CONCLUSÕES: Os fatores associados à centralização fetal foram persistência da incisura protodiastólica bilateral na artéria uterina, RCIU e aumento da frequência de desfechos perinatais adversos.
Palavras-chave: Ultrassonografia Doppler, Pré-eclâmpsia, Hipertensão induzida pela gravidez, Artéria cerebral média, Artérias umbilicais
ABSTRACT
PURPOSE: To determine perinatal outcomes and factors associated with fetal brain sparing effect diagnosed by Doppler flow velocimetry in patients with arterial hypertension.

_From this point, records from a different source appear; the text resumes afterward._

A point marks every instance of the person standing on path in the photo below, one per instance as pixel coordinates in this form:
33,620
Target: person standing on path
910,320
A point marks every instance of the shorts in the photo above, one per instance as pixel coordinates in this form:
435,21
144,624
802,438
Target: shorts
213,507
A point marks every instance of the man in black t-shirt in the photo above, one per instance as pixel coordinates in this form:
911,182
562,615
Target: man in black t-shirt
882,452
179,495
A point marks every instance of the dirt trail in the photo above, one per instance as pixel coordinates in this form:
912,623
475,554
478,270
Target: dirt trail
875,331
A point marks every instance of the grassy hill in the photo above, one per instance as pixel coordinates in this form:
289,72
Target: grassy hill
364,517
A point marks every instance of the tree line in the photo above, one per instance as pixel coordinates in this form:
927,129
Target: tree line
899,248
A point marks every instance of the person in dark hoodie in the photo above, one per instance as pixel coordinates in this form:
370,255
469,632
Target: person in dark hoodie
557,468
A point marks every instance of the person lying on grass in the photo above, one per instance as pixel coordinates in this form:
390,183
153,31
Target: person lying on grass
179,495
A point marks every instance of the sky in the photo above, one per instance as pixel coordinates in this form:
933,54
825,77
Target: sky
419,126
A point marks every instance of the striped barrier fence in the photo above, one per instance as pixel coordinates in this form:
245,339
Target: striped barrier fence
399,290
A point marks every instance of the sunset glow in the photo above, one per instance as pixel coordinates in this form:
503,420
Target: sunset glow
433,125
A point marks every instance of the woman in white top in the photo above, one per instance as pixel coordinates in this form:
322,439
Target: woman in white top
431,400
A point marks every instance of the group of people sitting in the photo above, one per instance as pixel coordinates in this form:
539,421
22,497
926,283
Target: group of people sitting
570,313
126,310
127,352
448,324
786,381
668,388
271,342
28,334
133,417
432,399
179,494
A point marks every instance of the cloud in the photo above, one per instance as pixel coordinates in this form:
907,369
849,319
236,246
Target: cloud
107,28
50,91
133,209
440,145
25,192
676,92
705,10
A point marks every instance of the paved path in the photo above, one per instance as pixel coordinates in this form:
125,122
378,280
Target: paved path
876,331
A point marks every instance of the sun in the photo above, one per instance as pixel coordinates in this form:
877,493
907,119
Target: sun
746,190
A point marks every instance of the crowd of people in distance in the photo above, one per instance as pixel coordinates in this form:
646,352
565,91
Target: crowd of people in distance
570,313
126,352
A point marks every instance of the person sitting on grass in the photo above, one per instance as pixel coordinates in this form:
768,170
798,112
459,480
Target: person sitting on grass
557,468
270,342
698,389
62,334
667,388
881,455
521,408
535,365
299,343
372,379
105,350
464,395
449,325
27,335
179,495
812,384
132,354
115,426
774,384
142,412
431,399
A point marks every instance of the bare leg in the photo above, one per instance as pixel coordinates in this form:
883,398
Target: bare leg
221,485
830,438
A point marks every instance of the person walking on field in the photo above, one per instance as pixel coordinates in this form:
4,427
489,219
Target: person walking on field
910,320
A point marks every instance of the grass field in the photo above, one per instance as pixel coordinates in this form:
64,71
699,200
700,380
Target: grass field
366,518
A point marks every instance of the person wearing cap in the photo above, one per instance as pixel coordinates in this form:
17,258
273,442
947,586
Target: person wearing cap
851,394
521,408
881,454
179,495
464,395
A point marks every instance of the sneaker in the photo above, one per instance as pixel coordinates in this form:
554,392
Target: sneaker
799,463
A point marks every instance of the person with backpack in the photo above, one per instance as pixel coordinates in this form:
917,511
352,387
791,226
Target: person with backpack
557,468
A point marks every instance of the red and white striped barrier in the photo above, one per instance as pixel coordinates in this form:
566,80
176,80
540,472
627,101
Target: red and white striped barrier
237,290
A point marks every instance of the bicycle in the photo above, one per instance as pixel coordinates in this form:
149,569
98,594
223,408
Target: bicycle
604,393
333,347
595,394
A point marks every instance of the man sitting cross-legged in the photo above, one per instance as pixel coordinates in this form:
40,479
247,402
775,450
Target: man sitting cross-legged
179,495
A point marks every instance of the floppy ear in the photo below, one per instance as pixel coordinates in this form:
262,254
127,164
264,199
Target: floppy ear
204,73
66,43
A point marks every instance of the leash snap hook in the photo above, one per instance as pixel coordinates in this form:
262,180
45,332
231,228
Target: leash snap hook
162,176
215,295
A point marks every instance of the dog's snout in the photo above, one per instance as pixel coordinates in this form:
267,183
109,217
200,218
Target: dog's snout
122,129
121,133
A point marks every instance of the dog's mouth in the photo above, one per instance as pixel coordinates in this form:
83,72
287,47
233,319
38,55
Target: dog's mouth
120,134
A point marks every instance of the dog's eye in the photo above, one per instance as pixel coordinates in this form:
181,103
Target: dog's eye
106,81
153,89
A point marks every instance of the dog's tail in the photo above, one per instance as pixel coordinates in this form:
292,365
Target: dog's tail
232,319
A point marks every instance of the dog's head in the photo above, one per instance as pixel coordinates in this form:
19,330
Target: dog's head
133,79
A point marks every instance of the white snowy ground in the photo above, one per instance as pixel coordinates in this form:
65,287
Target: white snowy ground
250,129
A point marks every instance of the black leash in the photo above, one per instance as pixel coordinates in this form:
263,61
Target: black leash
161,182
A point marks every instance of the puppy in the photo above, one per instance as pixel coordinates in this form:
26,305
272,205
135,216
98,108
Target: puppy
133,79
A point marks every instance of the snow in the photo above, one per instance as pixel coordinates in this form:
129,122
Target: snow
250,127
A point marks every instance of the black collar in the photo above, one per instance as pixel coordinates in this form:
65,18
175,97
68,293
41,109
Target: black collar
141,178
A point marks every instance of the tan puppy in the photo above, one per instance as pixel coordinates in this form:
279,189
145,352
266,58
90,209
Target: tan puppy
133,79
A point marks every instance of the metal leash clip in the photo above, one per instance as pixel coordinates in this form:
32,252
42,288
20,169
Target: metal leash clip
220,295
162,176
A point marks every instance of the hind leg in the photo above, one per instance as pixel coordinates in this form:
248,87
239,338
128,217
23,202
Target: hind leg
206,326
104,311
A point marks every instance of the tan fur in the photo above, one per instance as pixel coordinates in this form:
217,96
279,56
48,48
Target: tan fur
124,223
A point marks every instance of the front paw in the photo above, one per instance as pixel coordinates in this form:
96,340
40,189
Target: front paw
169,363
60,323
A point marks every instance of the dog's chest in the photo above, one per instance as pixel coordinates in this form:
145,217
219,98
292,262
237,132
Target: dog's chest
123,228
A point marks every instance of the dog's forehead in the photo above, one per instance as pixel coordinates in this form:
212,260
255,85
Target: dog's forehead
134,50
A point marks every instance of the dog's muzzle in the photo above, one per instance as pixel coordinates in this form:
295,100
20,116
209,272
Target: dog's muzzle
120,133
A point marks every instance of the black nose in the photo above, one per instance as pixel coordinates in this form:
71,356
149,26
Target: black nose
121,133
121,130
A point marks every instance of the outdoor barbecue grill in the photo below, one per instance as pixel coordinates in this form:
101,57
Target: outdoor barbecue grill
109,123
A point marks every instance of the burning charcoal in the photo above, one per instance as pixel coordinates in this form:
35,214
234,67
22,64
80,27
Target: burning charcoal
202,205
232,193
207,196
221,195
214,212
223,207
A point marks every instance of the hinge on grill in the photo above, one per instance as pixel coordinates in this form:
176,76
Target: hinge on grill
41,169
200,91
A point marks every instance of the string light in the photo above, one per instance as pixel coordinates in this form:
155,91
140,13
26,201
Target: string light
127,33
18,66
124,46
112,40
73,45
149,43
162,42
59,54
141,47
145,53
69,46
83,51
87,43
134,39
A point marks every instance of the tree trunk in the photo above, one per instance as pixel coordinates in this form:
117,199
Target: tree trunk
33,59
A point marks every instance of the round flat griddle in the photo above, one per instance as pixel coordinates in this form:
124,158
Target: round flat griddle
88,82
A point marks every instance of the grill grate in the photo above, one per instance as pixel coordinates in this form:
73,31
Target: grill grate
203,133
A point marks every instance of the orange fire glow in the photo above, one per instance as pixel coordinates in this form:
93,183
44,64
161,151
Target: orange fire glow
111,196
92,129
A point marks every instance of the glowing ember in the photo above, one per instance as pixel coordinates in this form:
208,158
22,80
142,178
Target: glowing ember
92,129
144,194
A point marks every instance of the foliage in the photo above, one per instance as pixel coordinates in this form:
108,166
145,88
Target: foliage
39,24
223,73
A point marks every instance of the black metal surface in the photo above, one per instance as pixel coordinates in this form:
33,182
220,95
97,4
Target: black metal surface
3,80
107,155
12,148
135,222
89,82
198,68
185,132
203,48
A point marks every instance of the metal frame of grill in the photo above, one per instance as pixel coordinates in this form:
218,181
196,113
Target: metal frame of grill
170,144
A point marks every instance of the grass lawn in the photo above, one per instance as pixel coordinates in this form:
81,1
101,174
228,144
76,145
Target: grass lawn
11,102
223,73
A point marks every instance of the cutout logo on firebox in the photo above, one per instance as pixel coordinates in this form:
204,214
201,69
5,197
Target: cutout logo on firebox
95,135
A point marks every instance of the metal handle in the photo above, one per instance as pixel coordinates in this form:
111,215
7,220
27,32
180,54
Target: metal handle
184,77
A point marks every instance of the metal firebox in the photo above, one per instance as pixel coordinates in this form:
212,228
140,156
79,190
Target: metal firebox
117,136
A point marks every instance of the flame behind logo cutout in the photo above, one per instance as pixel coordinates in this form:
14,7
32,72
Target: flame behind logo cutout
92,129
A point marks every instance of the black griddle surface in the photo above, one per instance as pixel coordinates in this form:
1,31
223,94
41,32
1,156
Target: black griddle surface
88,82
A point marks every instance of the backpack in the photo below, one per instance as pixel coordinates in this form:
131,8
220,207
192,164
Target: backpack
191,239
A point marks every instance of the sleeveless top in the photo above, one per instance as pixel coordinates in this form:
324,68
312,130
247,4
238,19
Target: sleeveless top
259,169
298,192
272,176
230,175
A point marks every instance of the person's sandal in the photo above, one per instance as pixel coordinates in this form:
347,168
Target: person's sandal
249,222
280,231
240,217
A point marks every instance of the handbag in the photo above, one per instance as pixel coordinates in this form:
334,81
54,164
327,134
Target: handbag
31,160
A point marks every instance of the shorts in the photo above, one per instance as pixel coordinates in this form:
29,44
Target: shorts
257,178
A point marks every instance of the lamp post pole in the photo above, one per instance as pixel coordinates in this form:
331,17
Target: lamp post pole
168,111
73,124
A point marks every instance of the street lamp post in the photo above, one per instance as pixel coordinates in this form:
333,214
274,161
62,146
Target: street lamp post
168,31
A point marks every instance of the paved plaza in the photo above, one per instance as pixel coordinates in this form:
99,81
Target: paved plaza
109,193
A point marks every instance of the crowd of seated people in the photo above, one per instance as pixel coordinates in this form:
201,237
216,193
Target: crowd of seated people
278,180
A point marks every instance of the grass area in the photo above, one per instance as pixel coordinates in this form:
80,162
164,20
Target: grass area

METHODS: We performed a cross-sectional retrospective study including 129 pregnant women with arterial hypertension and submitted to Doppler flow velocimetry, within fifteen days before delivery. Women with multiple pregnancies, fetal malformations, genital bleeding, placenta praevia, premature rupture of membranes, smoking, illicit drug use and chronic diseases were excluded. We analyzed the biological, socio-demographic and obstetric characteristics, as well the perinatal outcomes. To determine the association between variables, we used the χ2 test, Fisher's exact test and Student's t-test. Multiple logistic regression analysis was performed to determine the factors associated with fetal centralization.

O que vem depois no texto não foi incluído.